The discharge lamp may be a one-end sealed type in which a closed tube 12 is connected to one end of one. In addition, as the non-conductive powder of the functionally gradient material, in addition to the silica powder described above, when the discharge vessel is made of ceramic, the ceramic powder is used. Of course, other than the molybdenum powder, it is a matter of course that an appropriate metal conductive material powder such as nickel and tungsten can be used.

As described above, since the core rod 21, the core rod 31 and the closing body 50 are fixed at the end face 52,
Since the fixed portion is fixed on the outer end surface of the closing body 50, the fixed portion is not affected by plasma generated at the time of discharge or a high-temperature discharge gas. Therefore, the fixed portion is corroded to generate impurity gas and the like. The lamp characteristics are not adversely affected and the lamp life is not shortened.
In addition, since the positions of the electrodes 20 and 30 are determined before the core rods 21 and 31 are fixed to the closing body 50, the electrode positions can be accurately determined.

[0019]

As described above, in the discharge lamp of the present invention, the closed tube of the discharge vessel is made of a closed body made of a non-conductive powder of the same material as the discharge vessel and a functionally graded material formed of conductive powder. And closed the electrode, and inserted the core rod of the electrode into the axial through hole formed in the closed body, and fixed the closed body and the core rod of the electrode airtightly on the outer end surface of the closed body. It is possible to provide a discharge lamp in which the fixing portion is not corroded and the positions of the electrodes are easily determined accurately.
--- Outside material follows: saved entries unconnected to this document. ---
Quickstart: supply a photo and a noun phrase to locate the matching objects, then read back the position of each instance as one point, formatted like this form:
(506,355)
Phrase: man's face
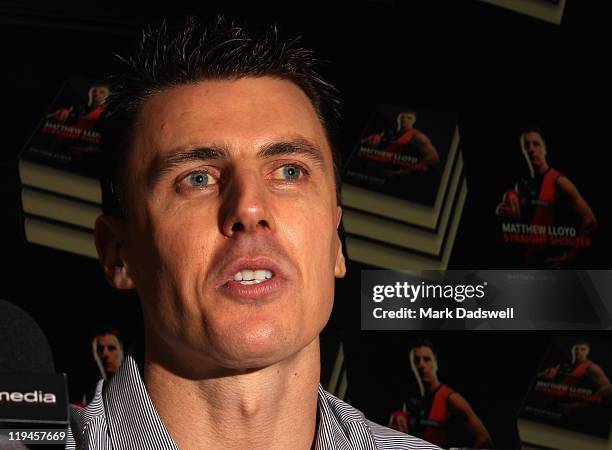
(99,94)
(408,120)
(533,148)
(581,352)
(232,223)
(424,362)
(108,350)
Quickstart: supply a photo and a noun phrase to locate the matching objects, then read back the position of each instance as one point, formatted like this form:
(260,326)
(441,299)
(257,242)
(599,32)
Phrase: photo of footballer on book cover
(453,390)
(535,192)
(572,388)
(402,152)
(69,135)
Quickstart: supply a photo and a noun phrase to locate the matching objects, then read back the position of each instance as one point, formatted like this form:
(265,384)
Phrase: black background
(499,69)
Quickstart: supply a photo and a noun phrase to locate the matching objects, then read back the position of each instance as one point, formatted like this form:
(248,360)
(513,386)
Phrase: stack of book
(404,190)
(58,169)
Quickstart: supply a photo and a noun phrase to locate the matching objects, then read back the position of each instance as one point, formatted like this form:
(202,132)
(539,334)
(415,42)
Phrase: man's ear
(340,267)
(108,234)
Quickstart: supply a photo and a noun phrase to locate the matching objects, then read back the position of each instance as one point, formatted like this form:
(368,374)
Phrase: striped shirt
(122,416)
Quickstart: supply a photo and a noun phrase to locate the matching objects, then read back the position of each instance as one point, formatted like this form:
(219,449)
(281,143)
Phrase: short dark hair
(192,52)
(533,129)
(103,330)
(423,343)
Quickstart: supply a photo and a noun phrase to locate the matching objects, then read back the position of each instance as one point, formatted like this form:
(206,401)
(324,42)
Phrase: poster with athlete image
(572,388)
(69,134)
(536,201)
(403,153)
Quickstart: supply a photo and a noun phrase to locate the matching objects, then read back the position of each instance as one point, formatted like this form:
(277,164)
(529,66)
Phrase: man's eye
(290,172)
(200,179)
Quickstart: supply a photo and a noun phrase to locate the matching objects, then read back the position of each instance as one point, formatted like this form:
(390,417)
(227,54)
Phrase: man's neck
(540,169)
(431,387)
(272,407)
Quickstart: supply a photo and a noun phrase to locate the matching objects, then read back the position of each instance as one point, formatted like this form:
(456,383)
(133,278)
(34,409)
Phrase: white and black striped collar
(122,416)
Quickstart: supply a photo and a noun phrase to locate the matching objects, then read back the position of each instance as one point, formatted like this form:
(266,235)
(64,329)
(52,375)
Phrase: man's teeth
(252,276)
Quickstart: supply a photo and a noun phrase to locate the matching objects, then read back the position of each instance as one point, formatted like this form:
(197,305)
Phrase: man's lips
(244,277)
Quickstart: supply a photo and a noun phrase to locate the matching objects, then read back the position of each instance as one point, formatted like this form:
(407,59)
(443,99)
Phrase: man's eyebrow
(298,146)
(177,158)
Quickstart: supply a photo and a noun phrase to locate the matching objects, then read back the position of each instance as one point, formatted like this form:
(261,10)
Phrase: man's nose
(246,205)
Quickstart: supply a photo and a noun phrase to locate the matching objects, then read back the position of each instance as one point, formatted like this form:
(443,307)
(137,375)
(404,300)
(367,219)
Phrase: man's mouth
(253,276)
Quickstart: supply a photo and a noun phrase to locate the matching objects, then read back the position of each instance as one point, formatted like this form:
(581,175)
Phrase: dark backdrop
(494,66)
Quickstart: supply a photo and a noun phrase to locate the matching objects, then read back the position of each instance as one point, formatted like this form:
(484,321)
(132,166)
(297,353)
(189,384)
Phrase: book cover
(572,390)
(401,234)
(536,200)
(402,164)
(68,135)
(417,384)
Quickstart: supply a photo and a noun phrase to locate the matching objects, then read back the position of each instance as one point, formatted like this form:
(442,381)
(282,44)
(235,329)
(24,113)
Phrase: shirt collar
(133,421)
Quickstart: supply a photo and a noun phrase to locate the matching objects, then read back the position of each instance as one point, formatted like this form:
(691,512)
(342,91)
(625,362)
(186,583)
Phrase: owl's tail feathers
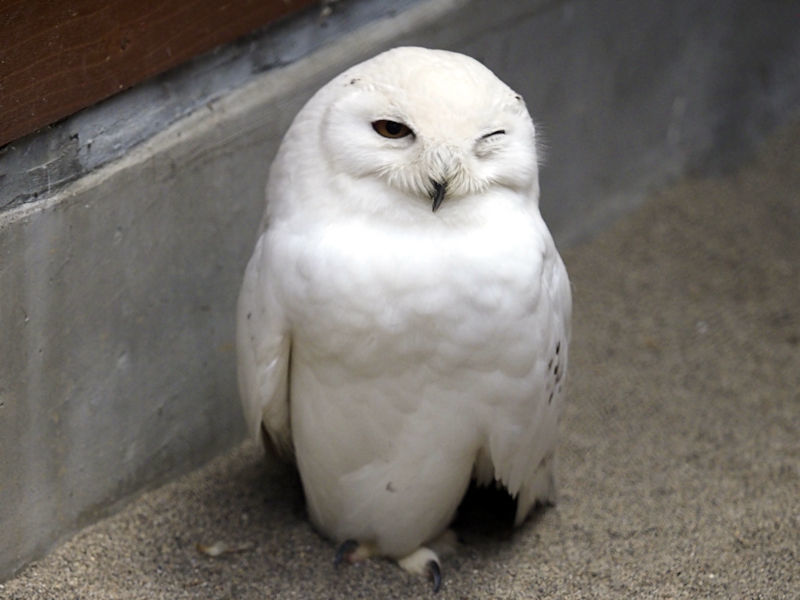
(540,489)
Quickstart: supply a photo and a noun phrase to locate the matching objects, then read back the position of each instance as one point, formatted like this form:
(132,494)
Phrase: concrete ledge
(117,293)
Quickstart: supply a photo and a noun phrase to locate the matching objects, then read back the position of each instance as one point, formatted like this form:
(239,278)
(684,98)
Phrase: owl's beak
(439,190)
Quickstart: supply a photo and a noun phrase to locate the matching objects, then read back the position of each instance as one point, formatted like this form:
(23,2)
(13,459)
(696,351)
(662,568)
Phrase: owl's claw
(436,575)
(345,551)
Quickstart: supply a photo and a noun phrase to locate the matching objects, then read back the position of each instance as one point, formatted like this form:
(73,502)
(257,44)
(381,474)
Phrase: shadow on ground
(679,468)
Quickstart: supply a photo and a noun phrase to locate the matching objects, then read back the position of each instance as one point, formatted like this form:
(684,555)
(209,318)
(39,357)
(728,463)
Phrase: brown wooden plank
(59,57)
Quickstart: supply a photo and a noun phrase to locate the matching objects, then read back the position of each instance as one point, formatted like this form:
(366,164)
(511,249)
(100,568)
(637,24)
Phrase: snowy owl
(403,324)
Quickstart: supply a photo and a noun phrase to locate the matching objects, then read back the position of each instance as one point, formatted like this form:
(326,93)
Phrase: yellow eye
(391,129)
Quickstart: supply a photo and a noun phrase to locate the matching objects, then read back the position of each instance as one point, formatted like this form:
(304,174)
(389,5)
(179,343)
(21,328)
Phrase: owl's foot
(423,561)
(351,551)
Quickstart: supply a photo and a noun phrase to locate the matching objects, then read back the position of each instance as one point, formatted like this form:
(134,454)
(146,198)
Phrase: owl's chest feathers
(360,293)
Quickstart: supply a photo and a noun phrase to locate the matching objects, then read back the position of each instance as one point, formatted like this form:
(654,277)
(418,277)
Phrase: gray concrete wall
(118,277)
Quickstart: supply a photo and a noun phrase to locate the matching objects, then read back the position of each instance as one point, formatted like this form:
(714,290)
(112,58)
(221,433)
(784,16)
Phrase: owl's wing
(263,347)
(524,435)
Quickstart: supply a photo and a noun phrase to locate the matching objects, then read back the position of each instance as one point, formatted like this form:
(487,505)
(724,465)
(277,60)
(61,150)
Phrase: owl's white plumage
(394,351)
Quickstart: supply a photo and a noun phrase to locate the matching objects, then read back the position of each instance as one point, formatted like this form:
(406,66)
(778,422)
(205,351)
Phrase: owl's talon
(436,575)
(345,551)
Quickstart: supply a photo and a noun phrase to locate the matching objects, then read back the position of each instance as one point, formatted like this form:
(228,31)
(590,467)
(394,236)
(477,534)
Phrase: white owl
(404,319)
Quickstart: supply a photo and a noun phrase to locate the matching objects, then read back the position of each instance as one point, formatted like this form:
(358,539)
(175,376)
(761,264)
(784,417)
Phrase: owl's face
(432,124)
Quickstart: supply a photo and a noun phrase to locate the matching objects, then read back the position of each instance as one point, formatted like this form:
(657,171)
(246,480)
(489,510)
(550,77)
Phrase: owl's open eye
(391,129)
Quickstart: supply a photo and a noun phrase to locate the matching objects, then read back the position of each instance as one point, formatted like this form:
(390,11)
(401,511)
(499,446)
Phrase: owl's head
(431,124)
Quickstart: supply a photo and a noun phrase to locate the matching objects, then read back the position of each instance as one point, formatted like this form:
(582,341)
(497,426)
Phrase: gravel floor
(680,462)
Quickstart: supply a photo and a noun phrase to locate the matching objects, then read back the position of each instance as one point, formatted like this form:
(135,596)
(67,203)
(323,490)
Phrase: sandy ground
(680,462)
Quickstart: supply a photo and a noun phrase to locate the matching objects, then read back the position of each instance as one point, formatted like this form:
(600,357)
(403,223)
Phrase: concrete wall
(118,279)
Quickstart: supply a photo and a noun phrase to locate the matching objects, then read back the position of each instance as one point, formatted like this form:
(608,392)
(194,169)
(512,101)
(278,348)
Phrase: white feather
(424,345)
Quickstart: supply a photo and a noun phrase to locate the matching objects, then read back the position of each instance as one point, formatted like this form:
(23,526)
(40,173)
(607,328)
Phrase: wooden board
(59,57)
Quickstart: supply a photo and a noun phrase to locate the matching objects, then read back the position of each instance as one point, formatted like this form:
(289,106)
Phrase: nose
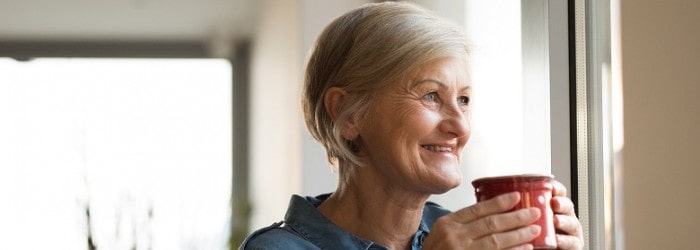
(455,122)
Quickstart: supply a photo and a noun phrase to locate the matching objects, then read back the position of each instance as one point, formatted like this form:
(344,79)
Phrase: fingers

[Brief description of the drawings]

FIG. 1 is an explanatory diagram of an embodiment of the present invention.

FIG. 2 is an explanatory diagram of a conventional example.

[Explanation of symbols]

 REFERENCE SIGNS LIST 10 discharge vessel 11 arc tube 12 closing tube 20 anode 21 anode core rod 30 cathode 31 cathode core rod 50 closing body 51 non-conductive component rich end surface 52 conductive component rich end surface 53 through hole 60 metal wax

Claims (4)

[Claims] 1. A discharge vessel made of a non-conductive material has a pair of electrodes opposed to each other and a discharge gas sealed therein, and a cylindrical closed tube formed at an end portion of the discharge tube includes: A non-conductive powder and a conductive powder of the same material as the discharge vessel are continuously or stepwise mixed at different ratios in the length direction and molded, and one end is made non-conductive and the other end is made conductive. In a discharge lamp closed by a closing body made of a functionally graded material, an axial through hole is formed in the closing body, and a core rod of an electrode is inserted into the through hole to close the closing body and the core rod of the electrode. A discharge lamp characterized in that it is hermetically fixed at an outer end face of a body. 2. The discharge lamp according to claim 1, wherein the closing body and the core rod of the electrode are hermetically fixed with a metal wax. 3. The discharge lamp according to claim 1, wherein the closing body and the core rod of the electrode are hermetically fixed with sealing glass. 4. The discharge lamp according to claim 1, wherein the closing body and the core rod of the electrode are hermetically fixed with metal wax, and the fixed portion is hermetically covered with sealing glass.